By Indranil Sen Gupta

We model escalation in geo-political risks as a spike in oil prices to, say, $150/bbl for two months. This raises our average annual oil price forecast by about $10/bbl to $88/bbl. This, in turn, results in $11 billion or 0.3%-o-GDP widening of the current account deficit.

We also posit a $20 billion outflow ($10 billion FYTD) by foreign institutional investors (FPIs) due to extreme risk aversion. We continue to point out that RBI’s high FX reserves guard against 1970s/1990-type BoP crises after oil shocks. We continue to expect the rupee to trade in a range of 73-76.50 to the dollar.

We estimate RBI’s adequate FX reserves, at $600 billion against the current $680+ billion (including forwards). Our assumptions of higher oil prices and FPI outflows above imply a drawdown of $30 billion. This will still leave RBI with a large $50 billion war chest to fend off any speculative attack.

We believe that RBI will try to replenish FX reserves sold by buying FX when the dollar weakens and allowing the rupee to reach 75-76 to the dollar when it hardens. Second, it can also hike deposit rates on Foreign Currency Non-Resident (Banks) deposit scheme. Finally, the government can easily raise $15-20 billion by issuing infra bonds issued by the National Bank for Financing Infrastructure and Development (NABFID), a wholly-owned subsidiary.

We expect the government to cut oil taxes to limit the impact of higher oil prices on pump prices/retail inflation. Note a $10/bbl hike in oil prices raises inflation by 40-50 bps. As it is, consumption demand remains weak. If the government wants to contain pump prices at current levels, our oil analysts estimate that it will have to cut oil taxes by Rs 830 billion ($11 billion, or 0.3% of GDP). This will widen the already high fiscal deficit an additional 0.3% of GDP.

Rising FX outflows will drain out surplus liquidity and create room for RBI to buy government bonds through OMO. The higher fiscal deficit will likely push up net borrowing by $11 billion. At the same time, the $30 billion FX outflow will enable RBI to step up OMO to buy the larger issuance of bonds and drain out surplus liquidity.

RBI has to inject a certain amount of liquidity—called reserve money in the argot—to grease the wheels of the economy. This can be generated by either buying government paper or foreign exchange. If there are FX outflows, RBI can buy more of government paper and vice versa.

Geopolitical risks will result in RBI FX intervention sales of US$30bn instead of a purchase of US$1 in Figure 10. This will allow the RBI to OMO up to US$49bn from US$19bn earlier, although it will likely prefer to cut down surplus liquidity as well.

The higher fiscal deficit will likely raise the excess supply of government bonds to $84 billion from $74 billion. As this should be funded by larger RBI OMO, we retain our FY23 10-year bond yield forecast at 7.5%.

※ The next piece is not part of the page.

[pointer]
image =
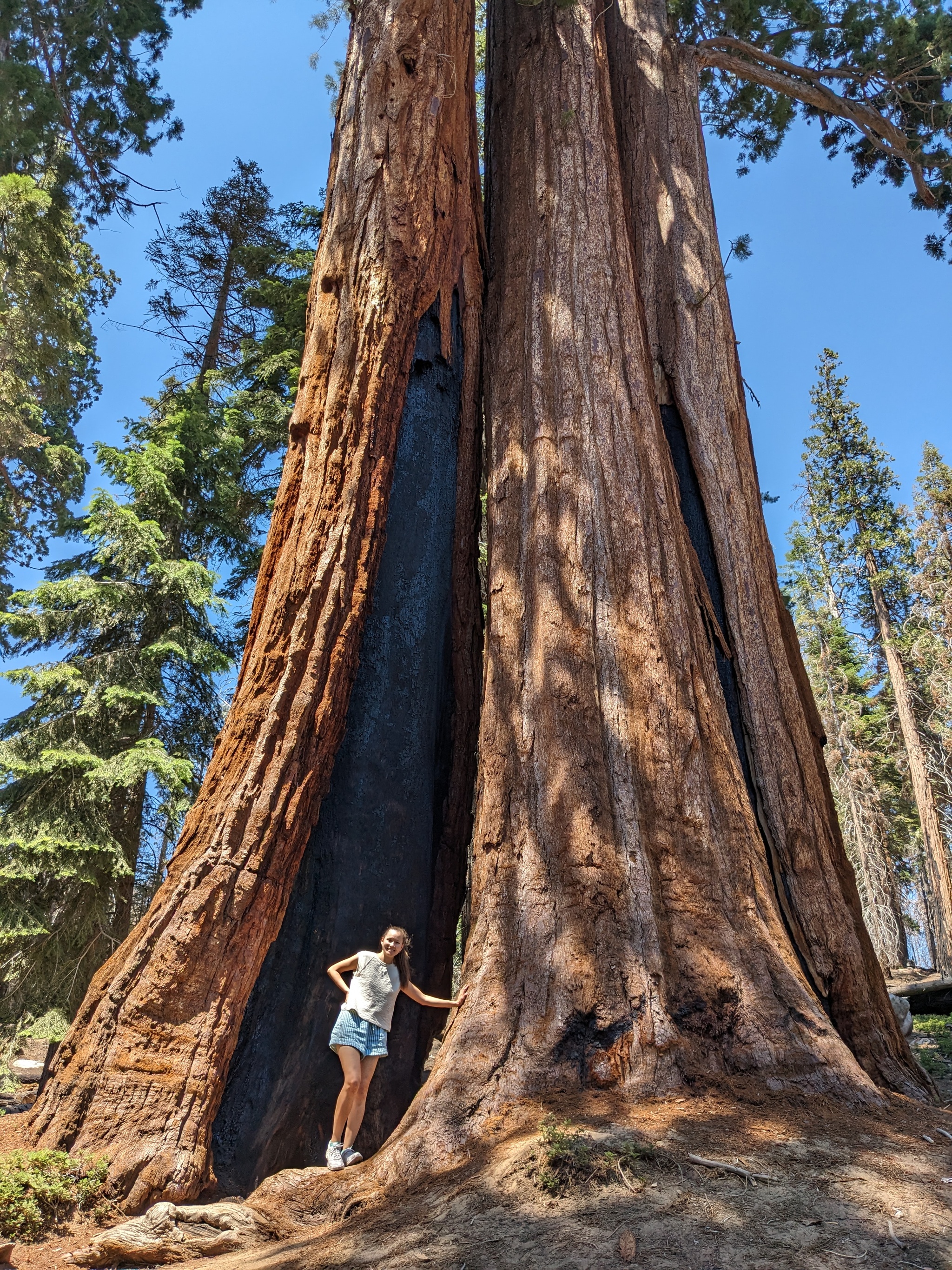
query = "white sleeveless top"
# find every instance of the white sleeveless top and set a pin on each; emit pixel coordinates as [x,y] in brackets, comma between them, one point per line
[374,990]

This assumes that the RBI MPC hikes policy rates by 100 bp in FY23 with the Fed set to raise 150 bp by November. While higher oil prices will present an inflationary threat to our 4.7% average FY23 bp CPI inflation forecast, we expect the government to cut oil taxes to contain inflation. As noted above, a reduction in liquidity due to FX outflows will allow RBI to fund the higher fiscal deficit with a step up in OMO.